Almost four
years to the date of my last hospital stay, I spent about a week in the
hospital earlier this month. In the intervening years, the hospital lost its
religion (used to be Lutheran) and became NYU Langone. For this NYU alum, all
that purple felt comforting.
My first
roommate was out of for a procedure when I was admitted and for hours
afterward. When I first noticed she was in the room, I had awoken in the middle
of the night, and she was slumped over the bed – she fell asleep watching some
animated film and the TV operating instructions were playing on a loop, inexplicably
in Spanish.
The next
morning we introduced ourselves and we talked and laughed for a couple of
hours. Then her husband came and we had an animated conversation. She let me
use her cell so I could call Mom and put her at ease that I had a good night
and sounded better. I even got to chat with the lady’s daughter on the phone
for a minute. The laughter was easy and plentiful. It was joyful—a shared bliss
in meeting the sun another day.
Then they
released her and, tragically, I was all alone…
Soon another
roommate came and she slept as a man and a woman hovered over her and spoke to
each other in Greek. The woman, a tall and lanky blonde, seemed just a little
angry all the time and spoke to the man with unveiled contempt.

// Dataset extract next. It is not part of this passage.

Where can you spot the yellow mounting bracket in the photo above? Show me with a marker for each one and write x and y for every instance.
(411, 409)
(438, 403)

After they settled the sleeping beauty, the blonde left and only the man remained. Hovering. Lost in sadness and anger. At the
end of the evening, he kissed the patient’s forehead and left. The next
morning, the man was back, with the same pained look in his eyes.
We nodded.
Soon we were exchanging pleasantries. I asked if the patient was his mom. To my
horror and embarrassment, he replied, “No! That is my wife.” He looked at her
lovingly and added, without a trace of rancor, “We’ve been married for forty
years.”
Apparently, having
put a foot in my mouth further depleted my oxygen saturation and I got
stupider, and instead of apologizing—or better yet STFU—I doubled down on the
stupid: “Oh, I guess I thought the bossy blonde was your wife.”
He looked at
me for a moment, thought about it and, after a long pause, laughed. “Yeah, that's her sister and she’s
always like that… She thinks she is everybody’s boss. But it comes in handy
with all the doctors. Nobody talks down to her!”
He soon
forgot and, having Brooklyn and this hospital stay in common, we were soon
being sociable and forgot my faux pas. And soon, just as some of my neighbors,
he was able to ignore my vague ethnicity and began to spew all sorts of racist
crap, which I politely ignored because I realized he had bigger problems…
The love of
his life was wilting before him and after forty years, I suspect his bravado
and denial masked anger, sadness, and fear.
I can’t
write romance, but I could visualize a tiny Greek beauty fresh from the old
country taking his breath away and how she still does; and so she still
believes she is that pretty young thing (plus she is slowly succumbing to Alzheimer’s).
Their love affair is slowly turning tragic because he is losing her: her body
is failing her, her mind is failing her, and he believes he can bring her back
by reminding her about what their life has been. And he thinks he can care for
her on his own because no care facility cares more than he does... (This may be
partially true but also will be his undoing, and realistically will lead to more
tragedy.) He doesn’t understand and doesn’t want to. Her sister calls her a "survivor" and does not see that her sister is deteriorating.
And again I
find myself staring at wounded love broken by this illness and reminded that I
wanted to write a story of a mind trapped in it. I may still do it, but staring directly at that face of tragedy requires a courage I have not mastered yet.